When the door was open, Ladonna and Shaq made a beeline for the drug cabinet. The police had taken away the contents, but the two hunted diligently and found enough loose pills on the shelves to keep them happy for a few days. I was even happier: Lieutenant Downey had left the license plates behind.

 

“That what you wanted?” Shaq said, astonished: he’d obviously thought he’d have to fight me for any loose drugs.

 

“Yep. You any idea what chop shop Freddie uses?”

 

Shaq and Ladonna exchanged glances, shook their heads, keeping a nervous eye on me. They were as frightened of car thieves as they were of Freddie, and they lived in this neighborhood. I didn’t.

 

It didn’t really matter.

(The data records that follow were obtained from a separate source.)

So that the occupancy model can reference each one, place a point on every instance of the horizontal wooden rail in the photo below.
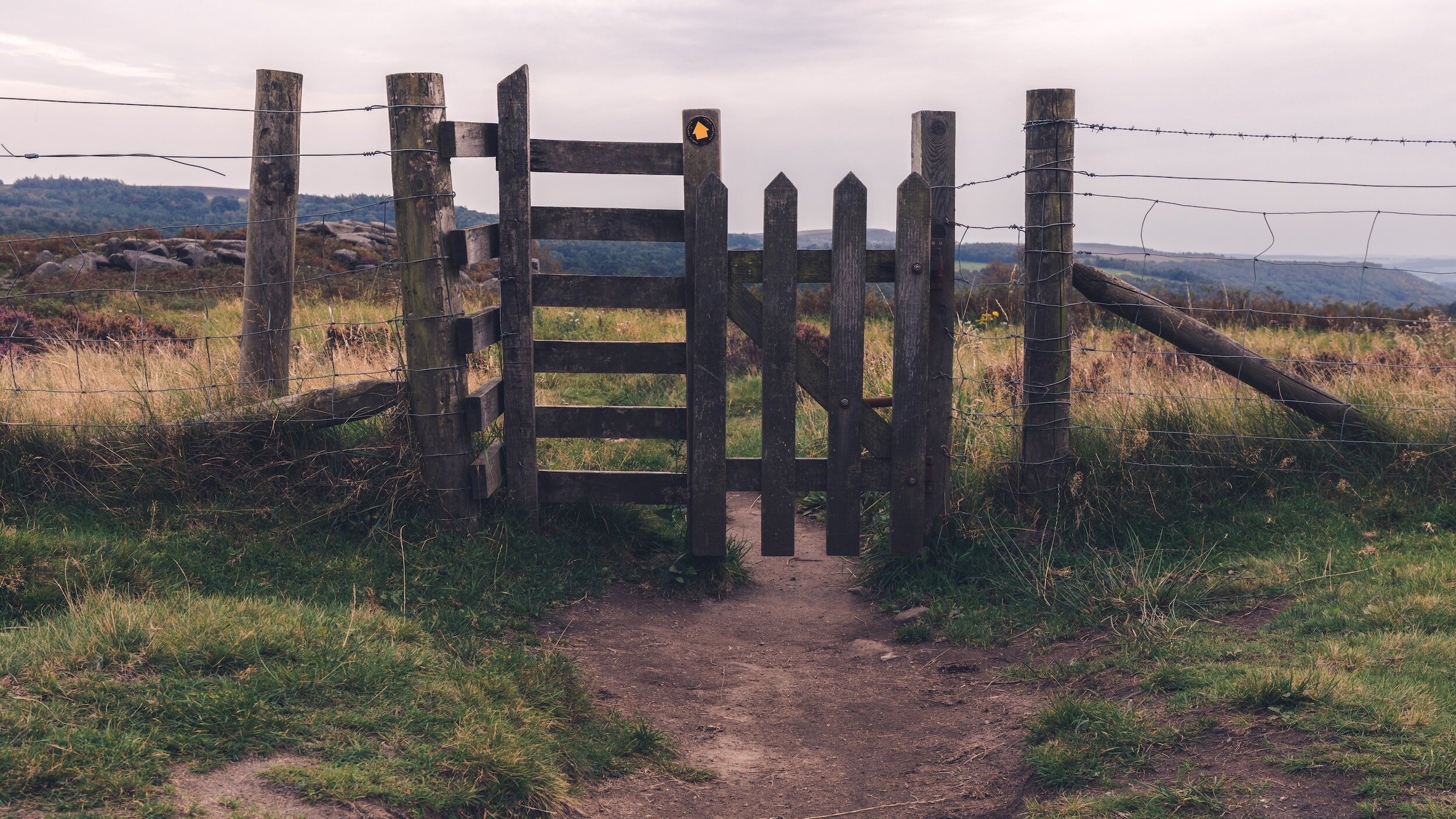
(607, 224)
(570, 156)
(639, 292)
(612, 423)
(488, 472)
(747, 266)
(478, 330)
(612, 358)
(471, 245)
(484, 405)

I wasn’t going after car parts, I only wanted to know who owned the Lincoln Navigator Judy had fled in. With any luck, the license plates would lead me there. I went back down the stairs, but Shaq and Ladonna stayed behind, digging through Freddie’s desk drawers, looking for cash or powder or anything else they had the strength to carry.

 

I didn’t head straight home, but drove to the Naked Eye, a store that specializes in equipment for the fearful. Surveillance is not fun, especially not for the solo op, so I don’t often do it. I have a few pieces of basic equipment, night-vision glasses and so on, but I wanted something that would tell me if there were any tracking devices on my car. If the Mustang was clean, then I’d know I was overreacting to the threat of being followed. I also picked up four burn phones, each with two hundred minutes, just in case.

 

What I needed wasn’t cheap, but, as the Naked Eye’s slogan proclaimed, “Peace of Mind Is Worth the Price.” I paid cash, which meant that I also had to stop at a bank to get more money.

 

I put the Subaru into a covered garage on Broadway, about half a mile from my apartment, where I tested the sweeper on it. Martin’s car seemed clean.